Sam started to shake his head, then found himself nodding. The three, Merry-lad, Farry and Pip had been thick as sultanas in Rose’s rice pudding since the first time he’d brought his family to the Great Smials after he became Mayor. Truth be told, there were no more trapped hobbits in the vicinity needing digging out. They’d be of better use at the Great Smials. Hobbits first, then supplies, then clearing away the debris, that was the proper order of business.

 ‘Get a lantern ready for each of us,’ he said, ‘and make sure they’re brim-full of oil. It’ll be dark soon after we reach the Smials.’

 ‘Thank you, sir!’ the messenger gasped. ‘I’ve got to tell the Tooks at the Party Field,’ he added, and with the briefest of farewells he ran back to his pony, pulled the reins loose, jumped on its back and jerked the poor beast’s head around, thumping its sides with his heels.

 ‘He’ll kill that pony, riding so,’ Merry said disapprovingly.

 ‘Somehow I don’t think he’s worried about the pony,’ Pip replied.

***
 
 Ferdibrand wakened slowly, at first not sure where he was. He was lying on something hard, so perhaps he was camping, on a journey? He opened his eyes, but instead of stars above there was only darkness. Memory returned then, ah yes, he had not slept on the ground for years, so why was the ground beneath him now?
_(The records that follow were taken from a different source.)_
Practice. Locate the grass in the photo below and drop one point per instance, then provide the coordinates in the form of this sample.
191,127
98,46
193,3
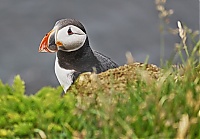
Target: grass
167,108
146,108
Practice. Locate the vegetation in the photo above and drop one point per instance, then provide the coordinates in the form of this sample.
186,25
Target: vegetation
164,103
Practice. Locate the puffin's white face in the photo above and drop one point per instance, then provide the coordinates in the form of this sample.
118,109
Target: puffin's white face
70,38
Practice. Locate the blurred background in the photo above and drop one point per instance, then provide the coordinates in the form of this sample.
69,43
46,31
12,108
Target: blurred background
114,27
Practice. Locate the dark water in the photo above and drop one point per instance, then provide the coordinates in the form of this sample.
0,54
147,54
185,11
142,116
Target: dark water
113,26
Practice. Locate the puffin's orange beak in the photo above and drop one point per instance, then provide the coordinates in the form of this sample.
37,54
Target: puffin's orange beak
44,45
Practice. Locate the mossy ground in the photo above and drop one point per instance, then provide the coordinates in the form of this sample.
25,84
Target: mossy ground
161,105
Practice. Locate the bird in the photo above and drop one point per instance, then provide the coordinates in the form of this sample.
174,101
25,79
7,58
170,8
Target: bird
69,40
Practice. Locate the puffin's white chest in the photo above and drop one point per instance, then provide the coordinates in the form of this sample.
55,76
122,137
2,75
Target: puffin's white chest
64,76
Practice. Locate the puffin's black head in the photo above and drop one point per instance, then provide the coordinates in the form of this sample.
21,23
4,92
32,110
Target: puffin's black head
67,35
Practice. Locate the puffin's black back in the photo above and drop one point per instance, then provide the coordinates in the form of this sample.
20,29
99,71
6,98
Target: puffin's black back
83,59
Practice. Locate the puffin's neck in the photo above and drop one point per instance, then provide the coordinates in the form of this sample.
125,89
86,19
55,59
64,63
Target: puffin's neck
79,60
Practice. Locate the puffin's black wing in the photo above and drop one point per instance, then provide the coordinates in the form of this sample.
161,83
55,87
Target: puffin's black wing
106,62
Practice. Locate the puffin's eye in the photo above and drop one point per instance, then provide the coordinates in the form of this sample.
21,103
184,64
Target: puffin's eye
69,31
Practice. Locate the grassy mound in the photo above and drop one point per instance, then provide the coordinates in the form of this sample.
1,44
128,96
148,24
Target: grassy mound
155,104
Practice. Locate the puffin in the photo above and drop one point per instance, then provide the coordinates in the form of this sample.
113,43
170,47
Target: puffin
69,40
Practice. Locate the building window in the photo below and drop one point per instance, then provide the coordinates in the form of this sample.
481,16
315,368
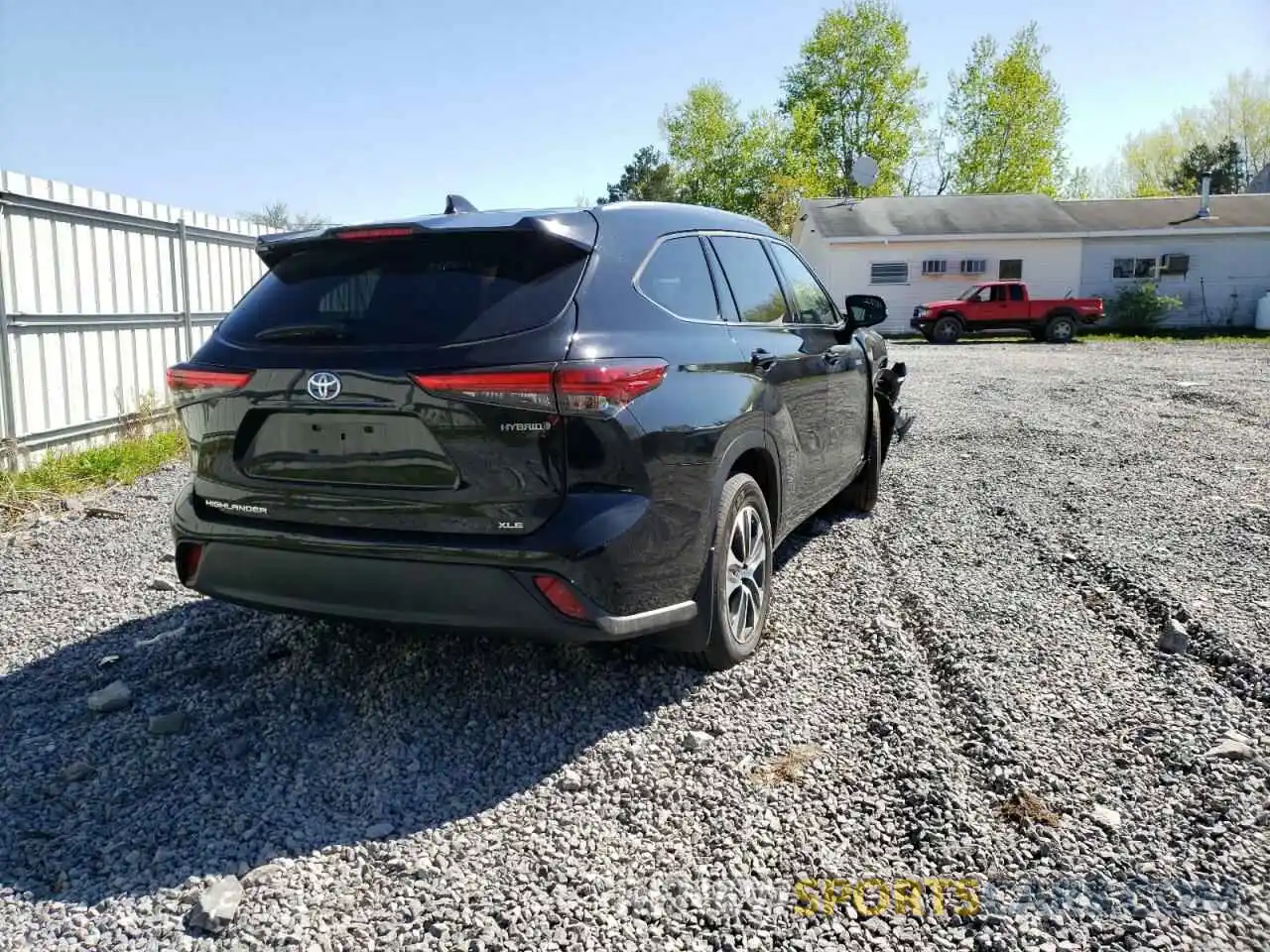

He put out a cautious hand, trying to find his bearings, and encountered... he worked it out to be a bed, though he’d never approached it from this angle before. Sitting up, rolling to his knees, he moved his arms across the tumbled surface. Yes, it was a bed. His bed? Had he fallen out of bed?

Turning away from the bed one of his hands contacted the wall. Not his bed then, for it was never this close to a wall. Where was he? Rising to his feet, he walked carefully along the wall, but there was an obstruction before he’d gone more than a few steps. He felt its smooth sides; it felt much like a wardrobe would, were it lying on its side. This object was canted slightly. As he worked his way around it, he found out why when he trod upon something soft and yielding.

His mind told him what it was before he fell to his knees to feel with trembling hands. It was a soft female body, female he knew because of the skirts splayed to the sides more than for any other reason. The fallen wardrobe covered the upper part of the body.

 ‘Nell?’ he whispered. ‘My own?’ He inhaled deeply and was rewarded with a floral scent... but not violets. His Nell always smelt of violets; it was one way that he knew when she was near. It was not one of their daughters, either, for he knew their scents. He felt his way down the limbs to the feet. These were cold. There was no life in this body.

He remembered then the sleeping draught, and Mardibold. The healer had evidently left a watcher by the bed. Nell had gone out for some reason... or had she? Ferdi worked his way around the room, encountering many familiar objects in unfamiliar places. The whole room seemed to have been tossed like cherries in a falling basket. ‘What time is it?’ he wondered aloud, but of course there was no answer. There was no one else in the room besides Ferdi and the unidentified watcher.